- Arun Lhokseumawe SEZ Location in Indonesia Arun Lhokseumawe SEZ Arun Lhokseumawe SEZ (Indonesia)
- Coordinates: 5°11′15″N 97°08′18″E﻿ / ﻿5.187450°N 97.138230°E
- Country: Indonesia
- Region: Aceh
- Province: Aceh
- Regency: North Aceh
- Founded: 2006

Area
- • Total: 26.22 km^{2} (10.12 sq mi)
- Time zone: UTC+7 (WIB)
- Website: https://www.sezarun.co.id/

= Arun Lhokseumawe Special Economic Zone =

Arun Lhokseumawe Special Economic Zone (Kawasan Ekonomi Khusus Arun Lhokseumawe) or abbreviated as Arun Lhokseumawe KEK, is a Special Economic Zone (SEZ) located in Lhokseumawe city and North Aceh Regency, Aceh, Indonesia. This SEZ was established through Government Regulation No. 5 / 2017.
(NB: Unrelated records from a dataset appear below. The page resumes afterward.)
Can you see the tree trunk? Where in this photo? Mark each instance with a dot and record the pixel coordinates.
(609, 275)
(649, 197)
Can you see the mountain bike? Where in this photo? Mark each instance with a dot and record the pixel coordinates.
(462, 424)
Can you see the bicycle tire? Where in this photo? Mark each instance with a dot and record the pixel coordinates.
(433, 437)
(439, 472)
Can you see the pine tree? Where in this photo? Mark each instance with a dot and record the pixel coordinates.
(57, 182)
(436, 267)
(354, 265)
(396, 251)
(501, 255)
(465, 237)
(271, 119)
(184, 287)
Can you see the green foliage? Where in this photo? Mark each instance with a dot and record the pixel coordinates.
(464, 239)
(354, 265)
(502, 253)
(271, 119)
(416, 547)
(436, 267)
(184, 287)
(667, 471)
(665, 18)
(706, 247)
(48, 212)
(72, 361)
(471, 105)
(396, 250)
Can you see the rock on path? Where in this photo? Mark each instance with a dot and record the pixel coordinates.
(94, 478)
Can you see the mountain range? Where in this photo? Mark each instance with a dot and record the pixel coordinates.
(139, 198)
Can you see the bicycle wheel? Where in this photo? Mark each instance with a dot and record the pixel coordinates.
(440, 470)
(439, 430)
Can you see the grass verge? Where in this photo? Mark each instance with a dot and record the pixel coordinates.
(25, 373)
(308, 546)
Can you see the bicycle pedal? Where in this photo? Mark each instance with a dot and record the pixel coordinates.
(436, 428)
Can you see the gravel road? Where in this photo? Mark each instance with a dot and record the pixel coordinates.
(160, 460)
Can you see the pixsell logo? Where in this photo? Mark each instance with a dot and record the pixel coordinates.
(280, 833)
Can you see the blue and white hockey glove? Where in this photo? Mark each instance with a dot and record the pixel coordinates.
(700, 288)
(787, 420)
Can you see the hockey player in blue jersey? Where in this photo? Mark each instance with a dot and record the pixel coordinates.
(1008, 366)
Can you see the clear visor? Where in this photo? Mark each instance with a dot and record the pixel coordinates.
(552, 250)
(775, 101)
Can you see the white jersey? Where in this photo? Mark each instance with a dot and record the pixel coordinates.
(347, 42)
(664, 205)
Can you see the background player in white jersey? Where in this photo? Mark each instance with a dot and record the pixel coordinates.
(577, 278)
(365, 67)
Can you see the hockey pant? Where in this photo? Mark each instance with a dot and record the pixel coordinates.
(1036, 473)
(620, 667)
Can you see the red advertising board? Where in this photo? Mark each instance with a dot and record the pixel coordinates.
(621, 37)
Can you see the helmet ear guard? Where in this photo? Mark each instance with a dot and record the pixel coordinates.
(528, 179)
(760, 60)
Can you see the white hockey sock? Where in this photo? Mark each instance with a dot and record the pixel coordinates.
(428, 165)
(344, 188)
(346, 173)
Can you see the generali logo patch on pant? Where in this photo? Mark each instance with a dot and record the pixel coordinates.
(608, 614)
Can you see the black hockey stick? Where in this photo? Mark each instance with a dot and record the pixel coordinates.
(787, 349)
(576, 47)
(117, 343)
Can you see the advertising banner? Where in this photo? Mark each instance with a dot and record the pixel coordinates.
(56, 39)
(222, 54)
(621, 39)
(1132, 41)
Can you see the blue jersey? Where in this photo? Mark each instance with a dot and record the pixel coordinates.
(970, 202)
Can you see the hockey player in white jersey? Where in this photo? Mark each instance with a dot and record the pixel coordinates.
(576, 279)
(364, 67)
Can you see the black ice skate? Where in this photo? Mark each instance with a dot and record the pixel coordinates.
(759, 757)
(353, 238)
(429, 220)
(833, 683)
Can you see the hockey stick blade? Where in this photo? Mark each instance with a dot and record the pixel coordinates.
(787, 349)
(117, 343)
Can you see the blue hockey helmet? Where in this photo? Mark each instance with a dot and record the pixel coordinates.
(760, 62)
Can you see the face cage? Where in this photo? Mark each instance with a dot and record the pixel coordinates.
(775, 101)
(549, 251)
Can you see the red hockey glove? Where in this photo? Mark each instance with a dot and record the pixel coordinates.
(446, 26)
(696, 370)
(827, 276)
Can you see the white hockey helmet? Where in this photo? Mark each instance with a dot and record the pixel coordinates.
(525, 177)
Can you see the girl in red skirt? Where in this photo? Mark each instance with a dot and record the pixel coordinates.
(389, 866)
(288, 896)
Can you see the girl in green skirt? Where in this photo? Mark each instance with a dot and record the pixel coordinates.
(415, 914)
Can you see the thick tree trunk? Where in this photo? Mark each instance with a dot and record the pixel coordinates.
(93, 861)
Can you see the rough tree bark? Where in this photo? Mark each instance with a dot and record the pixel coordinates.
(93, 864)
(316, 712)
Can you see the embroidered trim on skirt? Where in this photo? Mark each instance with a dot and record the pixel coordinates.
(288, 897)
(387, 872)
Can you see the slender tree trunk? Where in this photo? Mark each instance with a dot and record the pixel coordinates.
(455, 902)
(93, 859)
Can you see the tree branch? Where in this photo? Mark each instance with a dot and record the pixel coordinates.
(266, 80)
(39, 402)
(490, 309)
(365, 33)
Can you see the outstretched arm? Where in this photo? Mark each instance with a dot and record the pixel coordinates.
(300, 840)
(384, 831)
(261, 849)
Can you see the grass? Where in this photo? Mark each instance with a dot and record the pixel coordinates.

Arun Lhokseumawe SEZ is spread over 2,622.48 hectares, including 1,840.8ha in Arun Natural Gas Liquefaction Area in Lhokseumawe, 582 hectares in Dewantara, and 199.6 hectares in Jamuan of North Aceh Regency. The development of SEZ Arun Lhokseumawe is focused on energy, petrochemical, agro industry supporting food security, logistics and kraft paper producing industries. The SEZ consists of an Export Processing Zone, a logistics zone, an industrial zone, an energy zone and a tourism zone. According to Benchmarkia, the SEZ is ranked among the top 25 industrial parks based on total investment.

==Access==
SEZ Arun Lhokseumawe is located in the world’s busiest international shipping routes next to the Strait of Malacca, and approximately 260 KM from the capital Banda Aceh, and can be reached by land and air transport. Malikus Saleh Airport is about 18 kilometer from SEZ Arun Lhokseumawe, and from the international port of Ocean Pasee +/- 9 KM.